I also want you to think about the range of possible values the function arguments can get from a valid input. In our case, each of the arguments *be* and *en* can contain values from 0 to *N*-1. In valid inputs we also expect *be* <= *en*+1. Using big-O notation we can say, there are O(*N*^2) different arguments our function can be called with.

**Now cache it**!

We are now 99% done. To transform the backtrack function with time complexity O(2^*N*) into the memoization solution with time complexity O(*N*^2) we will use a little trick which doesn’t require almost any thinking.

As noted above, there are only O(*N*^2) different arguments our function can be called with. In other words, there are only O(*N*^2) different things we can actually compute. So where does O(2^N) time complexity comes from and what does it compute?!
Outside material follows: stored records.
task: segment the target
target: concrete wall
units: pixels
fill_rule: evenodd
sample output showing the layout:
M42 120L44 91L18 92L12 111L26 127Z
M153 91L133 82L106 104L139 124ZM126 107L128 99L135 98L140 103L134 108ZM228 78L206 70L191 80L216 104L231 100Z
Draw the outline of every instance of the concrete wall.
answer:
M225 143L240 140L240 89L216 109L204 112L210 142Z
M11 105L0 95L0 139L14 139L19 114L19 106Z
The answer is – the exponential time complexity comes from the repeated recursion and because of that, it computes the same values again and again. If you run the above code for an arbitrary array of *N*=20 wines and calculate how many times was the function called for arguments *be*=10 and *en*=10 you will get a number 92378. That’s a huge waste of time to compute the same answer that many times. What we can do to improve this is to cache the values once we have computed them and every time the function asks for an already cached value, we don’t need to run the whole recursion again. See the code below:

int N; // read-only number of wines in the beginning int p[N]; // read-only array of wine prices int cache[N][N]; // all values initialized to -1 (or anything you choose) int profit(int be, int en) { if (be > en) return 0; // these two lines save the day if (cache[be][en] != -1) return cache[be][en]; int year = N - (en-be+1) + 1; // when calculating the new answer, don't forget to cache it return cache[be][en] = max( profit(be+1, en) + year * p[be], profit(be, en-1) + year * p[en]); }

And that’s it! With that little trick it runs O(*N*^2) time, because there are O(*N^2)*different arguments our function can be called with and for each of them, the function runs only once with O(1) time complexity.

Note: when the values are cached, you can treat every recursive call inside the function as it would run in O(1) time complexity.

**Summary**

To sum it up, if you identify that a problem can be solved using DP, try to create a backtrack function that calculates the correct answer. Try to avoid the redundant arguments, minimize the range of possible values of function arguments and also try to optimize the time complexity of one function call (remember, you can treat recursive calls as they would run in O(1) time). Finally cache the values and don’t calculate the same things twice.

The final time complexity of the solution is:

**range_of_possible_values_the_function_can_be_called_with **x

**time_complexity_of_one_function_call.**